The acquirer made a claim against the seller for damages for intentional breach of pre-contractual information and disclosure obligations and demanded the rescission of the contract for the acquisition of the shares of the target company.
The Higher Regional Court of Düsseldorf awarded the plaintiff a claim for damages resulting from a deliberate breach of a contractual obligation.
Between the parties, a pre-contractual relationship of trust was reached within the framework of the negotiations. However, the defendant infringed its duty to inform and disclose by making objectively incorrect statements about significant value-adding factors, specifically the economic situation of the target company. The defendant imputed incorrect information to the plaintiff about the economic conditions of the target company by way of their managing director who acted as a representative. The managing directors acted as vicarious agents of the defendant. A vicarious agent is anyone who acts with the consent of the obligor as an assistant in fulfilling one of these obligations. For the managing directors it followed that it was incumbent on them, as managing directors, to manage accountancy, create the annual accounts, and submit them to the defendant.

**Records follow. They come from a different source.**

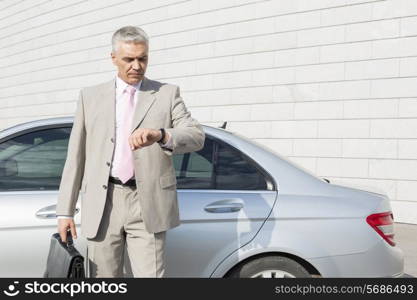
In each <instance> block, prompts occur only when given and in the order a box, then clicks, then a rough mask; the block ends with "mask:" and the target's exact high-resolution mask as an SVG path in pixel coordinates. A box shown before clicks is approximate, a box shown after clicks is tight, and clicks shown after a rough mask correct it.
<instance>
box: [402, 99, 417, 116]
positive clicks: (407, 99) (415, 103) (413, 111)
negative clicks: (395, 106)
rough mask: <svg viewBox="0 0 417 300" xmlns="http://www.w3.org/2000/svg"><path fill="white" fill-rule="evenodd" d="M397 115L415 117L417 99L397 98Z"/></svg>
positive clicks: (416, 104) (416, 109)
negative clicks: (398, 99)
mask: <svg viewBox="0 0 417 300" xmlns="http://www.w3.org/2000/svg"><path fill="white" fill-rule="evenodd" d="M398 101H399V106H398V117H413V118H414V117H417V99H416V98H411V99H407V98H406V99H399V100H398Z"/></svg>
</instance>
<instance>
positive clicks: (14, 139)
mask: <svg viewBox="0 0 417 300" xmlns="http://www.w3.org/2000/svg"><path fill="white" fill-rule="evenodd" d="M70 133H71V128H51V129H43V130H39V131H33V132H30V133H26V134H23V135H21V136H17V137H14V138H12V139H9V140H7V141H5V142H3V143H1V144H0V153H1V154H0V191H21V190H58V189H59V184H60V181H61V174H62V171H63V168H64V164H65V159H66V155H67V147H68V141H69V135H70Z"/></svg>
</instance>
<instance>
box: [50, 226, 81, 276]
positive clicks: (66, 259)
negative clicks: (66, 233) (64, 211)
mask: <svg viewBox="0 0 417 300" xmlns="http://www.w3.org/2000/svg"><path fill="white" fill-rule="evenodd" d="M43 277H45V278H47V277H51V278H85V272H84V257H83V256H82V255H81V254H80V253H79V252H78V251H77V249H76V248H75V247H74V242H73V240H72V236H71V231H68V232H67V243H64V242H62V240H61V237H60V235H59V233H54V234H53V235H52V237H51V245H50V247H49V254H48V260H47V262H46V270H45V272H44V275H43Z"/></svg>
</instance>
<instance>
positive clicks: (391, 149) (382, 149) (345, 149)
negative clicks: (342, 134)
mask: <svg viewBox="0 0 417 300" xmlns="http://www.w3.org/2000/svg"><path fill="white" fill-rule="evenodd" d="M343 157H349V158H351V157H354V158H356V157H357V158H397V141H395V140H377V139H372V140H367V139H344V140H343Z"/></svg>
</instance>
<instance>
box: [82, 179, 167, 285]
mask: <svg viewBox="0 0 417 300" xmlns="http://www.w3.org/2000/svg"><path fill="white" fill-rule="evenodd" d="M138 192H140V191H136V188H135V187H129V186H122V185H119V184H114V183H111V182H109V183H108V189H107V199H106V205H105V208H104V212H103V218H102V220H101V223H100V226H99V229H98V233H97V236H96V237H95V238H94V239H87V248H88V250H87V251H88V252H87V256H88V258H87V259H88V266H87V268H88V272H89V277H91V278H96V277H123V266H124V252H125V247H127V254H128V256H129V260H130V265H131V270H132V273H133V276H134V277H153V278H155V277H163V276H164V274H165V263H164V262H165V259H164V246H165V236H166V231H162V232H158V233H150V232H148V231H146V229H145V226H144V222H143V220H142V213H141V208H140V203H139V199H138V197H137V193H138Z"/></svg>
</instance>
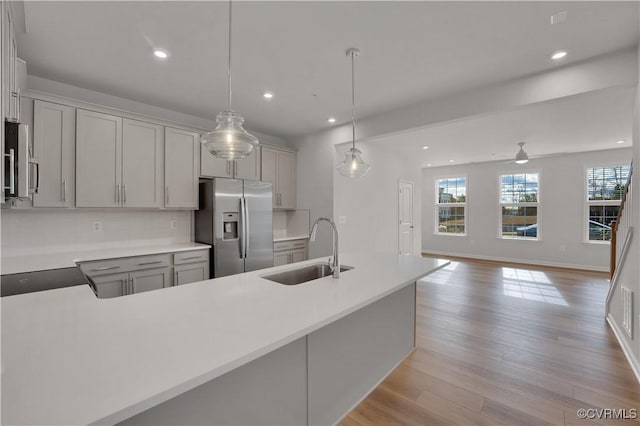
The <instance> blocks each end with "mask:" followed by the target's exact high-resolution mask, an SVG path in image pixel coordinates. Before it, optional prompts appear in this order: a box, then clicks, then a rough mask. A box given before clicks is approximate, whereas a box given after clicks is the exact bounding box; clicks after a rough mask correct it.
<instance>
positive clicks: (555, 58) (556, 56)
mask: <svg viewBox="0 0 640 426" xmlns="http://www.w3.org/2000/svg"><path fill="white" fill-rule="evenodd" d="M565 56H567V51H566V50H558V51H557V52H553V53H552V54H551V59H553V60H554V61H557V60H558V59H562V58H564V57H565Z"/></svg>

Nonetheless, the plaintiff is partially negligent, as the plaintiff must also be imputed with the knowledge of the management board in regard to the premature transfer of loyalty. The decisive factor is that the management board originally wanted to acquire the shares of the target company itself, directly after the purchase of the company with a 49 percent stake in the plaintiff, and who was promoted to the management board. With this, the management board would be, economically speaking, allocated to the buyer’s side.

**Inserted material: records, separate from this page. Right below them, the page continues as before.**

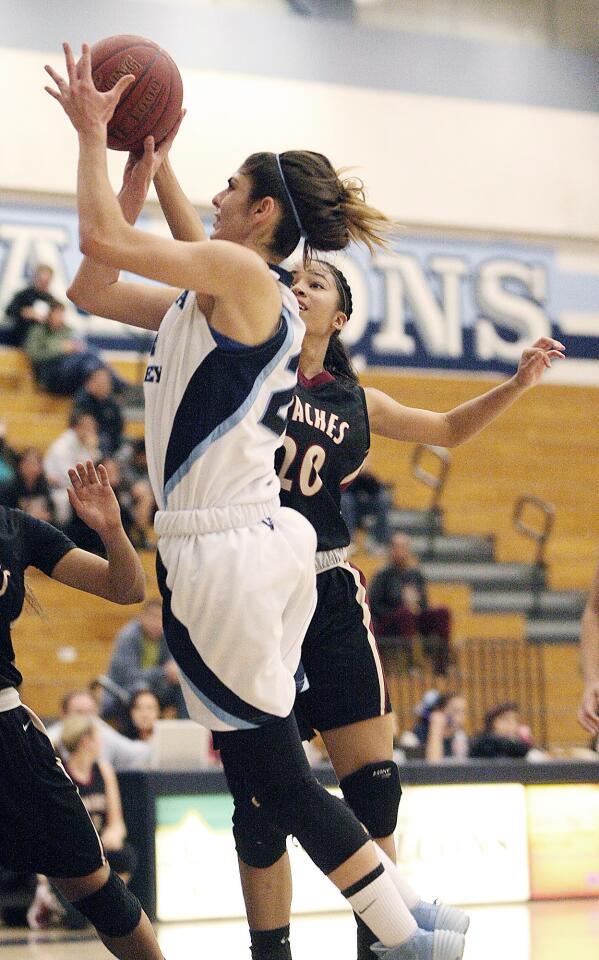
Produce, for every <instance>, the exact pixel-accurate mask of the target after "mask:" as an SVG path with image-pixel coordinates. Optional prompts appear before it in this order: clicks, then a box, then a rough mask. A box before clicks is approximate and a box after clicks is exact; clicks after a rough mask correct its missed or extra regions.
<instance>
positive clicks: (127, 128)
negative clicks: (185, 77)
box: [91, 34, 183, 152]
mask: <svg viewBox="0 0 599 960" xmlns="http://www.w3.org/2000/svg"><path fill="white" fill-rule="evenodd" d="M91 68H92V78H93V81H94V84H95V86H96V87H97V89H98V90H101V91H102V92H104V91H106V90H110V89H111V88H112V87H113V86H114V85H115V83H117V81H118V80H119V79H120V78H121V77H123V76H126V75H127V74H129V73H131V74H133V75H134V76H135V81H134V82H133V83H132V84H131V86H129V87H127V89H126V90H125V92H124V93H123V95H122V96H121V99H120V100H119V102H118V104H117V107H116V110H115V111H114V115H113V117H112V119H111V121H110V123H109V124H108V140H107V144H108V146H109V147H110V148H111V149H112V150H133V151H134V152H137V151H141V150H142V148H143V142H144V139H145V137H147V136H150V135H151V136H153V137H154V140H155V141H156V143H157V144H158V143H160V142H161V140H164V138H165V137H166V136H167V134H168V133H169V132H170V131H171V130H172V128H173V126H174V125H175V123H176V122H177V119H178V117H179V113H180V112H181V105H182V103H183V82H182V80H181V74H180V73H179V70H178V69H177V65H176V63H175V61H174V60H173V59H172V57H170V56H169V54H168V53H167V52H166V50H163V49H162V48H161V47H159V46H158V44H157V43H154V42H153V41H152V40H146V39H145V38H144V37H135V36H129V35H127V34H123V35H122V36H116V37H107V38H106V39H105V40H100V41H99V42H98V43H96V44H94V46H93V47H92V48H91Z"/></svg>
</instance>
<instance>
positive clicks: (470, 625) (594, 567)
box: [356, 371, 599, 747]
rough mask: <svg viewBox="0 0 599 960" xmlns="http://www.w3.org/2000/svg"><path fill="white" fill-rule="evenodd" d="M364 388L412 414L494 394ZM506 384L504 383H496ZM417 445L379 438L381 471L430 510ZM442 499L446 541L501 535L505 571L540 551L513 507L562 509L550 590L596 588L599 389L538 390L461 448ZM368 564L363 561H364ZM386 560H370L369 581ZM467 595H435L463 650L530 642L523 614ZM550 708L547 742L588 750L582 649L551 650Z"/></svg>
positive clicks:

However, this imputation of knowledge does not preclude the claim for damages by the plaintiff because the parties had merely agreed in the company purchase agreement that an imputation of knowledge should occur in accordance with the guarantee promises issued by the management board. Balance sheet manipulation by the management board was not covered by this, so that an imputation of knowledge did not take place here.
Nonetheless, such an imputation of knowledge can be effectively excluded with a company purchase contract.
With its decision, the court decided the question concerning the imputation of knowledge of the managing director in share deals. Managing directors of the target company are not vicarious agents of the seller, as long as they have no significant influence on the negotiations. Furthermore, an imputation of knowledge in accordance with § 166 of the German Civil Code (BGB) is excluded. Something else can only apply if the managing directors appear in the negotiations as representatives of the buyer’s side or if the MBO or M&A project structure of the buyer is included. However, the seller can exclude an imputation of knowledge from the managing directors of the target company. The seller must make it clear to the buyer that the managing directors are not representatives of the buyer or that the persons whose knowledge could be imputed to the seller are defined conclusively in the company purchase agreement. In practice, this means that the buyer, especially in situations in which the management board of the offering company is involved in the transaction, must ensure that the contractual imputation of knowledge of the management board is expressly excluded in the contract.